As always, the 40-yard dash will carry particular importance for the wideouts and corners. A few of the former who could use fast times to cement their premium-round stock: Arizona State's N'Keal Harry, Buffalo's Anthony Johnson and South Carolina's Deebo Samuel. The cover men whose 40 times loom especially large include Miami's Michael Jackson, Vanderbilt's Joejuan Williams and Notre Dame's Julian Love.
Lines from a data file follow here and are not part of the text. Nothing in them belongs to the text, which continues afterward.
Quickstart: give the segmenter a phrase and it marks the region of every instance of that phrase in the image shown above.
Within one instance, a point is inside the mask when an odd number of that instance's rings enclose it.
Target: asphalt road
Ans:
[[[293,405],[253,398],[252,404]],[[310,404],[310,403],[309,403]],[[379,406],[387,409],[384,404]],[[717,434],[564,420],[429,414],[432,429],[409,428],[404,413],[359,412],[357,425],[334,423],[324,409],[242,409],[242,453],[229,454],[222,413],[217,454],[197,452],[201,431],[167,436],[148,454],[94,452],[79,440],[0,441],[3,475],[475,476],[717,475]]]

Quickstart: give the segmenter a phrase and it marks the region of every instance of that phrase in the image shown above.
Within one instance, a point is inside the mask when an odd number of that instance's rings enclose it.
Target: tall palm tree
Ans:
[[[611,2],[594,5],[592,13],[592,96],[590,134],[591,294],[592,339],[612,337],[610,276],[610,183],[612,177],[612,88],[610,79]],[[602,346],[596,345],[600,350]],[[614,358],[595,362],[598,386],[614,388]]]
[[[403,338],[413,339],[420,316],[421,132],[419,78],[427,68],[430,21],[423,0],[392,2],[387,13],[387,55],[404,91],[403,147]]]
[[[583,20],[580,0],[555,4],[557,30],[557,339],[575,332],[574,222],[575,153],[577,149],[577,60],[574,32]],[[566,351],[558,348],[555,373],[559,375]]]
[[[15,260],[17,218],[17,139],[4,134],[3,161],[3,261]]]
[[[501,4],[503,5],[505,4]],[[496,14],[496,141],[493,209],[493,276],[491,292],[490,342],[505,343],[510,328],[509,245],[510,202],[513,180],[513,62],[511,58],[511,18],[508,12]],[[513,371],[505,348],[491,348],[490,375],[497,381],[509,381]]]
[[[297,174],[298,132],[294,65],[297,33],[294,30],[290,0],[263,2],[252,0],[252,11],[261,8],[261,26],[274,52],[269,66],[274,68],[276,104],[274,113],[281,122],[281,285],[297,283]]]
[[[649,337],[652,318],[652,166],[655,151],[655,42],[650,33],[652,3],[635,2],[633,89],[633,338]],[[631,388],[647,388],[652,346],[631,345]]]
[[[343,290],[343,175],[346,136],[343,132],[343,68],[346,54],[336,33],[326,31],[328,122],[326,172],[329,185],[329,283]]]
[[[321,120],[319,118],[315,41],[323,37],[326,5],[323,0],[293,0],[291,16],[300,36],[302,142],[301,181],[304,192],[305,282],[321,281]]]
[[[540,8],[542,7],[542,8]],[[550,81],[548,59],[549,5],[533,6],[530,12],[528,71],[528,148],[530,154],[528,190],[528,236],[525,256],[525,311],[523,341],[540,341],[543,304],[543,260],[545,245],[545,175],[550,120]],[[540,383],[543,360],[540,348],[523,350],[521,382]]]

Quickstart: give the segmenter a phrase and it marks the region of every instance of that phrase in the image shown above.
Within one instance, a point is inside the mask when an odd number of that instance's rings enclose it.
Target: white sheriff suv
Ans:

Oliver, Hockenson and Harry at least figure to be early picks. The bigger intrigue will be in finding the surprise superfreaks — think the Leighton Vander Eschs and Obi Melifonwus of the world — and then seeing whether their tape matches up with their rare athleticism.
Heart of the Deal
The halls of Lucas Oil Stadium and restaurants and hotels in Indy this week will be pulsating with agents putting out early feelers for their free-agent clients and team officials beginning to kick the tires on available targets. The franchise-tag deadline isn't until a week from Tuesday, so we should also hear more on the likely tag candidates, including edge rushers Jadeveon Clowney, Dee Ford and Frank Clark and placekickers Stephen Gostkowski and Robbie Gould, the group whose status will have a profound impact on free agency.
The market for disgruntled Steelers Le'Veon Bell (free agency) and Antonio Brown (trade) should also heat up, and don't be stunned when trade rumblings involving the Giants' star tandem of Odell Beckham and Landon Collins grow louder. Nick Foles, Emmanuel Sanders, Justin Houston, Duke Johnson and Xavien Howard are other big names whose potential moves could be plotted this week.
Finally, the Arizona Cardinals, owners of the top pick but also the No. 10 overall pick a year ago, Josh Rosen, will be open for business. The Titans-Rams, Browns-Eagles, Colts-Jets QB-driven swaps weren't announced until well after the combine over the past few years, but surely those teams began laying the groundwork in Indy.